By the time I had three chapters, I was back in school in my senior year. Adryn and Merri had both graduated, Raven was at a boarding school for people who could actually memorize the periodic table, and the only ones left were Skrybbi, Mica, and me. At that time, I was the editor of my school's literary magazine, and I had created a writing workshop group that met after school every Friday.

As I usually did with my work, I handed off the first three chapters to a couple of my friends. I wasn't expecting much of a response, but Skrybbi came back to me with it.

I still remember her handing me the alligator-clipped print-out and saying, "I think this is the best thing you've ever written."

Funny, how the most insignificant-seeming comments can inspire you. JK Rowling talks about knowing she wanted to finish writing the original Harry Potter and the Philosopher's stone because her sister, reading the first chapter, laughed. Well, Skrybbi telling me that these three, unpolished chapters were the best thing I'd ever written was the spark I needed.

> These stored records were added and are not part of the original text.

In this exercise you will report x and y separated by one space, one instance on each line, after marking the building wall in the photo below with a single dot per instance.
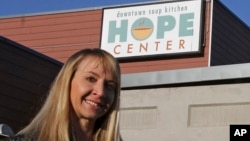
185 113
25 77
230 38
59 35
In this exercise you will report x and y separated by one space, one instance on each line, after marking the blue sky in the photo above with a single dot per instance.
241 8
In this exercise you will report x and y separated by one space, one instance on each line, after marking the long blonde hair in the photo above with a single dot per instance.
52 123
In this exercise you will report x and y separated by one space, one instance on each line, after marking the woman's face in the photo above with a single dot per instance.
92 89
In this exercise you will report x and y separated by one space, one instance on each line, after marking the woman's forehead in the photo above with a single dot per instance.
92 63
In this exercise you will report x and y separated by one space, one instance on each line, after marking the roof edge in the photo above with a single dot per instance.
192 75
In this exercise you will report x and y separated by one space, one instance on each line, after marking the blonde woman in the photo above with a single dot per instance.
83 102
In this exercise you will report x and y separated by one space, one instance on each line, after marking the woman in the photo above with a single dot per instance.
83 102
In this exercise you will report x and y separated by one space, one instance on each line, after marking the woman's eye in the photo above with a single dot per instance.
110 86
91 79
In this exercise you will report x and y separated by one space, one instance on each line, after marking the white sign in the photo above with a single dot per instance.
152 29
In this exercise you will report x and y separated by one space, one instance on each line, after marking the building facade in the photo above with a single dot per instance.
184 96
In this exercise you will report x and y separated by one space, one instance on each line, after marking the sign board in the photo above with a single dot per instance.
153 29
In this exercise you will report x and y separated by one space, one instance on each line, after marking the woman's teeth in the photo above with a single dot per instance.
91 103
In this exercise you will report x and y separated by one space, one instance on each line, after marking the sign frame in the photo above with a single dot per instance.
200 33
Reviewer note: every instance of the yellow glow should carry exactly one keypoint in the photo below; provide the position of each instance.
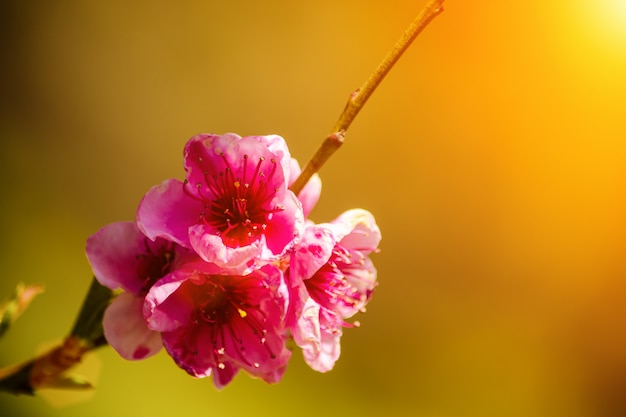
(608, 19)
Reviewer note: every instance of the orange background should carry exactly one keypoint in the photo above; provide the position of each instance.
(492, 157)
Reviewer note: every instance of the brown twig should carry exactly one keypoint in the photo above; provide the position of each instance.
(359, 97)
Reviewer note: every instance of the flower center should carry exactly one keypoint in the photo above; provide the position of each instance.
(241, 206)
(330, 286)
(235, 323)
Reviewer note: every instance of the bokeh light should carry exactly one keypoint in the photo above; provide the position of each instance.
(493, 157)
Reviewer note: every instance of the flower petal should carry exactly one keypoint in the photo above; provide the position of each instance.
(166, 211)
(127, 332)
(112, 253)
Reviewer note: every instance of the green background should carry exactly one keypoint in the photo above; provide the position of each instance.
(492, 158)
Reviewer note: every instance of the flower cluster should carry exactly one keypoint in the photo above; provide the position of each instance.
(223, 268)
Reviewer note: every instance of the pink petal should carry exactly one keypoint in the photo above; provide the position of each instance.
(127, 332)
(166, 211)
(112, 253)
(357, 229)
(310, 194)
(320, 346)
(211, 248)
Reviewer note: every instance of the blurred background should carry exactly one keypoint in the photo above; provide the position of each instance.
(492, 157)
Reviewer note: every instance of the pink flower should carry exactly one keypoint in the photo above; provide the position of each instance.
(217, 324)
(234, 207)
(123, 258)
(331, 279)
(311, 192)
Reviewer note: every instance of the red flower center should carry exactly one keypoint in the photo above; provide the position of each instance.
(241, 206)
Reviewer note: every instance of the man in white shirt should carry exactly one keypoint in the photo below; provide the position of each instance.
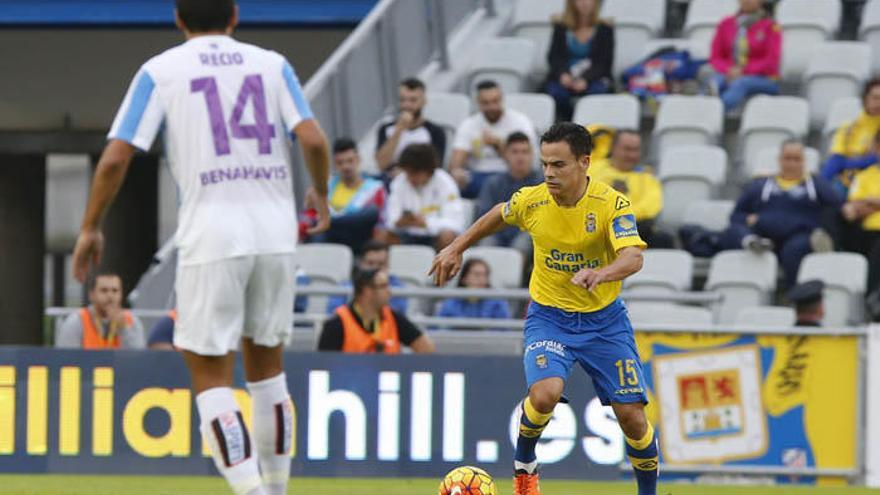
(479, 140)
(424, 206)
(226, 108)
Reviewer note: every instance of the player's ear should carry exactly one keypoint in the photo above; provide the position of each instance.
(233, 22)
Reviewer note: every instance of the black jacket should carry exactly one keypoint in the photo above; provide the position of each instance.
(601, 53)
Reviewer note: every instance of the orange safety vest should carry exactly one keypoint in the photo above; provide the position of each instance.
(356, 339)
(92, 338)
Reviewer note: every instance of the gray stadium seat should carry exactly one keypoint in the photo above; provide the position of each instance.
(326, 265)
(843, 111)
(620, 111)
(869, 31)
(666, 270)
(506, 264)
(689, 173)
(713, 214)
(532, 20)
(653, 313)
(846, 280)
(805, 25)
(767, 162)
(686, 120)
(538, 107)
(767, 121)
(703, 17)
(767, 316)
(836, 69)
(504, 60)
(411, 262)
(743, 279)
(635, 22)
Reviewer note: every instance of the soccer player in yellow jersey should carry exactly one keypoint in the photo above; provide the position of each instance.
(585, 243)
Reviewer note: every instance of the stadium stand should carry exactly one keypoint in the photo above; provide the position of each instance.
(744, 279)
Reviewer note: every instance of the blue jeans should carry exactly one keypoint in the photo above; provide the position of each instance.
(735, 92)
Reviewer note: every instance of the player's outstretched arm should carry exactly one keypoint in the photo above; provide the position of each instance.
(315, 150)
(448, 261)
(629, 260)
(109, 175)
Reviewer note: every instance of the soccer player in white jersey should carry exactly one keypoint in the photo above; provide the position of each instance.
(227, 108)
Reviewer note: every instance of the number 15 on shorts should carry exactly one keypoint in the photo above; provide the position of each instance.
(626, 372)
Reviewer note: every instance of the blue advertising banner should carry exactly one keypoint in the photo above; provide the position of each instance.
(131, 412)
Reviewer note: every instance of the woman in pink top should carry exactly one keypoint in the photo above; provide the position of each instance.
(745, 55)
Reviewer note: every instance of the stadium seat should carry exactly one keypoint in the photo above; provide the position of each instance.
(635, 22)
(767, 121)
(533, 20)
(663, 270)
(743, 279)
(687, 120)
(869, 31)
(846, 280)
(411, 262)
(326, 265)
(504, 60)
(447, 110)
(842, 112)
(620, 111)
(711, 214)
(538, 107)
(836, 69)
(767, 162)
(689, 173)
(506, 264)
(767, 316)
(646, 314)
(805, 25)
(703, 17)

I'd written short-stories before, for class. I'd written fanfiction in abundance. Never had I set out to write something long, like a novel, because I didn't think I'd have the will to buckle down and finish it. I don't know if that comment gave me the will to keep going or not, but it's what gave me the will to try.

WHAT HAPPENED NEXT...

That year I got Mono (during which time I actually played Suikoden, so I could see how they did the Magic and make mine different), followed by bronchitis, followed by a series of ADD medications that had me either not eating or not sleeping. I was in two school plays, was taking college Spanish at the local technical school, and was both editing the literary magazine and leading the writing workshop, Tangent. By some miracle, I ended up with five fully-revised chapters by the time I graduated. It wasn't much, but it was enough to go on with...

...and it was the best thing I'd ever written.

Play with me: where did you get the first idea for your WIP? Was it a combination of real-life events? A dream? A fan-play? A concept from something else that you explored more deeply? A series of what-ifs?